South Dakota walked into Hamilton Gym on Thursday night and traded punches for 20 minutes — then Denver turned the second half into a track meet the Yotes couldn’t keep up with.

After a one-possession game at the break (Denver 37, USD 34), the Pioneers erupted for 53 second-half points and cruised to a 90–70 win in Denver. 

The story: a tight first half, then a Denver avalanche

USD actually shot the ball well overall (50% from the field), but the margins that decide road games flipped hard after halftime. Denver shot 57.1% in the second half and drilled 5-of-8 threes after the break, stretching every small mistake into a run. 

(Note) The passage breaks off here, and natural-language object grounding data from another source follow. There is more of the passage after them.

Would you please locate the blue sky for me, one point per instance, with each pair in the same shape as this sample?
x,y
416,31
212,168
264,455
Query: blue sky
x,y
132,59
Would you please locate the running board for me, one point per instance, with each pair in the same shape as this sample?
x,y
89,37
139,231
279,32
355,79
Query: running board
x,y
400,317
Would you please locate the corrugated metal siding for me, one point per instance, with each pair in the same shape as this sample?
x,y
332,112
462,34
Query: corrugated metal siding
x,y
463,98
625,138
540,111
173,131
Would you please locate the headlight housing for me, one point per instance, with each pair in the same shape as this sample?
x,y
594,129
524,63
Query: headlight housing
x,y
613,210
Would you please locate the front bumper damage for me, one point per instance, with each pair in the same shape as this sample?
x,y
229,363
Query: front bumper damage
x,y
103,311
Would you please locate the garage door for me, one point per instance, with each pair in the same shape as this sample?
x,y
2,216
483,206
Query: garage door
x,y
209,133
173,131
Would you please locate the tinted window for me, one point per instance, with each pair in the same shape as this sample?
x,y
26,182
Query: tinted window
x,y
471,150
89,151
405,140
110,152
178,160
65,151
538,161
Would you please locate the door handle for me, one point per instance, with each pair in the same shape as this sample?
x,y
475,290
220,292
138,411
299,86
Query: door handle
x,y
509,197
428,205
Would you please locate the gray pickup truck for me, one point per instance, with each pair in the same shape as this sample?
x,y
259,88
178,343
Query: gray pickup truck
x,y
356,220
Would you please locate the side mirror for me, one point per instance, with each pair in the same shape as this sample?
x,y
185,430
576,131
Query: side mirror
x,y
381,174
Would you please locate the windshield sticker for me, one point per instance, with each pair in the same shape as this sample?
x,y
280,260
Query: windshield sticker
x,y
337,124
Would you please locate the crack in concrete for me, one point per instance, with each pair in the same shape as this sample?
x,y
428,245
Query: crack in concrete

Meanwhile, South Dakota’s perimeter output dried up late (1-of-5 from three in the second half) and the free throws didn’t bail them out (13-of-21 at the line after halftime). 

Carson Johnson was the difference-maker

Denver’s Carson Johnson looked like the best player on the floor, pouring in 32 points with 5 made threes. 

The Pioneers also got a near-flawless night at the stripe (23-of-25, 92%) — the kind of efficiency that ends comeback hopes early. 

What USD did well (and what it couldn’t sustain)

Cameron Fens battled all night — 22 points on 8-of-10 shooting — and Vince Buzelis added 19 as USD tried to hang around. 

But the depth gap showed up as the game stretched: Denver’s bench scored 22 while USD’s bench had 9.   

That matters even more on the road in Denver, where the altitude (and the quicker fatigue that can come with it) can punish a team that’s leaning heavily on a shorter rotation. When legs go, closeouts get late, fouls creep in, and suddenly you’re defending a confident home team and the free-throw line — exactly the recipe Denver used to separate.

Hidden swing: turnovers and “easy” points

One of the sneakiest numbers on the sheet: South Dakota scored 0 points off turnovers, while Denver got 10.   

On the road, you can’t afford to come up empty when the defense gives you chances — and you definitely can’t give the home team freebies in transition.

Bottom line

USD competed for a half, but Denver’s second-half shotmaking, free-throw precision, and deeper bench flipped the game from “coin flip” to “runaway.” Add in the realities of playing at altitude with limited depth, and the late fade makes an ugly kind of sense.